Seit Jahren wird Deutschland in jeder Vergleichsstudie mangelnde Chancengleichheit und Bildungsgerechtigkeit attestiert – Bildungserfolg ist maßgeblich vom sozialen Umfeld abhängig. Das gleiche gilt aus meiner Sicht auch für Beratung und Unterstützung.

Kinder aus privilegierteren Elternhäusern, haben gegenüber Kindern aus ungünstigen Umfeld bei Einschulung Lernvorsprünge von bis zu zwei Jahren.Das ist inakzeptabel.

Wenn die Kinder dann in die Bildungseinrichtungen kommen, die nicht in der Lage sind diese Unterschiede zu kompensieren – und das sind sie nicht – dann ist der Lebensweg häufig vorgezeichnet.

Riesenzwerg
6 Monate zuvor
Antwortet  Anika von Bose

Mein Reden – Elternbetreuung bis mindestens zur Grundschule.

Elternschulung verpflichtend – schließlich haben sie zumindest nachmittags, abends oder am WE mit ihren Kindern zu tun und ein bisschen in den Ferien.

Viele wollen ja nur noch die strahlenden Augen und keinen Streit.
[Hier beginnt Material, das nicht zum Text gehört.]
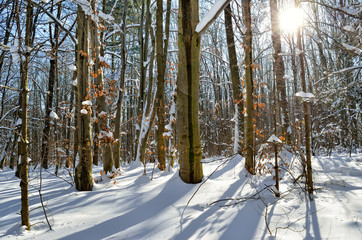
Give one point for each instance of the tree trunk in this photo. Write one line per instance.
(23, 145)
(306, 116)
(187, 101)
(235, 78)
(249, 145)
(83, 172)
(162, 46)
(279, 71)
(117, 131)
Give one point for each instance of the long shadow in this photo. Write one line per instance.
(311, 220)
(216, 214)
(146, 211)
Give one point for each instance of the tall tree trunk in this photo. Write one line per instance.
(104, 133)
(83, 172)
(23, 145)
(306, 116)
(51, 80)
(235, 79)
(187, 101)
(162, 46)
(279, 71)
(249, 145)
(117, 131)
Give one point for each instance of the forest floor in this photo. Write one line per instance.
(132, 206)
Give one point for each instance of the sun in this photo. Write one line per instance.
(291, 19)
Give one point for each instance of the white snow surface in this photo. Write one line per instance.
(131, 206)
(305, 96)
(210, 15)
(274, 139)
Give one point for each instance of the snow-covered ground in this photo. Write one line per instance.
(132, 206)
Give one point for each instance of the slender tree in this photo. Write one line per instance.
(187, 100)
(23, 145)
(161, 46)
(279, 71)
(104, 134)
(236, 81)
(249, 144)
(117, 131)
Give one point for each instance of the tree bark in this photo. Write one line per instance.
(23, 145)
(187, 101)
(249, 145)
(117, 131)
(306, 116)
(279, 71)
(162, 46)
(235, 78)
(103, 134)
(83, 172)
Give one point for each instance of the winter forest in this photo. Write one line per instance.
(189, 119)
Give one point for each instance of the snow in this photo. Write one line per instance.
(274, 139)
(105, 17)
(53, 115)
(349, 28)
(131, 206)
(306, 96)
(106, 134)
(87, 103)
(214, 11)
(356, 50)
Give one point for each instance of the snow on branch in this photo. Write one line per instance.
(353, 49)
(307, 97)
(211, 16)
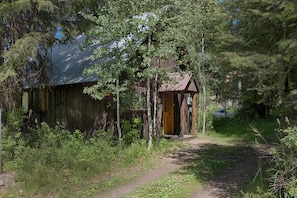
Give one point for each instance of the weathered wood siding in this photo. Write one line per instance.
(69, 107)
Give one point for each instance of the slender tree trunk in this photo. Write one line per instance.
(155, 106)
(148, 103)
(203, 88)
(149, 114)
(118, 110)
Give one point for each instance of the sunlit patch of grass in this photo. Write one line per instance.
(175, 185)
(214, 159)
(232, 129)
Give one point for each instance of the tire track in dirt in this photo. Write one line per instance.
(223, 186)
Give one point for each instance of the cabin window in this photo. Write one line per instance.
(43, 99)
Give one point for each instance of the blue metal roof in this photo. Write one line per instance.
(69, 62)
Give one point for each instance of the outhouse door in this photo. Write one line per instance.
(168, 112)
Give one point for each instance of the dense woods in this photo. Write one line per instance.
(244, 51)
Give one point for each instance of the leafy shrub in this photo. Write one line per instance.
(131, 130)
(283, 182)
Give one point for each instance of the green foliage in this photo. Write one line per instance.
(283, 181)
(175, 185)
(131, 130)
(260, 51)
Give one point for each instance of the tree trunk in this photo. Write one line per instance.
(149, 114)
(118, 111)
(155, 106)
(204, 88)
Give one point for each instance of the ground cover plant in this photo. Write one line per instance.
(55, 162)
(280, 177)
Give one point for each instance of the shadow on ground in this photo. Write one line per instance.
(223, 168)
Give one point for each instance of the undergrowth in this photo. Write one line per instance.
(55, 162)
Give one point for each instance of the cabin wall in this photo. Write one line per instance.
(69, 107)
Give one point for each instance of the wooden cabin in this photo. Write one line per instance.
(61, 101)
(179, 104)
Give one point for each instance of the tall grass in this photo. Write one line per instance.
(54, 162)
(242, 130)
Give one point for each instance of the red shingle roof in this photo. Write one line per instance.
(179, 83)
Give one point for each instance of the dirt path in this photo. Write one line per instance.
(223, 185)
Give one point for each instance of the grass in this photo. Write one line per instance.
(173, 185)
(231, 129)
(210, 160)
(47, 182)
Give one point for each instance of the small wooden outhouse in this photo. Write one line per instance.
(179, 104)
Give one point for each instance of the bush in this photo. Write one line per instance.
(283, 182)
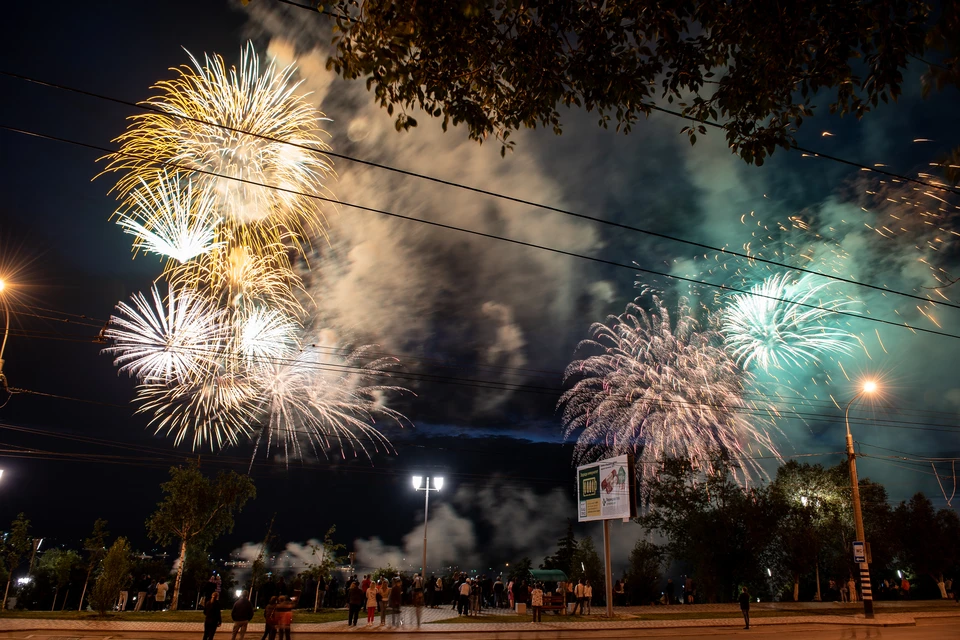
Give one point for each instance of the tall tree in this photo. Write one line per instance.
(16, 545)
(113, 577)
(57, 565)
(927, 537)
(566, 550)
(755, 66)
(808, 500)
(715, 526)
(196, 510)
(96, 548)
(328, 555)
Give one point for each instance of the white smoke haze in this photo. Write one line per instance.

Der muss aber sein für die Entwicklung des Kindes – geht gar nicht anders.

Viele verstehen sich bereits vom Säuglingsalter als Freunde ihres Kindes – Kinder brauchen ihre Eltern, Freunde finden sie in der Regel genug.

Jetzt übertreibe ich vermutlich – mir scheint, dass fast jedes Kind/jeder Jugendliche eine Begleitung braucht, um durch den Tag, die Schule und das Leben zu kommen.

Das ist bitter – um das zu erreichen, wurde an vielen verantwortlichen Stellen versagt.

anka
6 Monate zuvor
Antwortet  Anika von Bose

Hamburg.

Pälzer
6 Monate zuvor

Die „Sommerschulen“ nach den Lockdowns in Rheinland-Pfalz bestanden aus 14 Tage Ferienkursen, die von Freiwilligen aller Art gehalten wurden und – wenn man Vorbereitungszeit mitrechnet – knapp unter Mindestlohn bezahlt wurden.

Riesenzwerg
6 Monate zuvor
Antwortet  Pälzer

Bei uns an der Schule werden diese Kurse von uns vorbereitet – Material mit Lösungen und Hinweisen wird gestellt – und von (meist noch) motivierten Lehramtsanwärtern gehalten.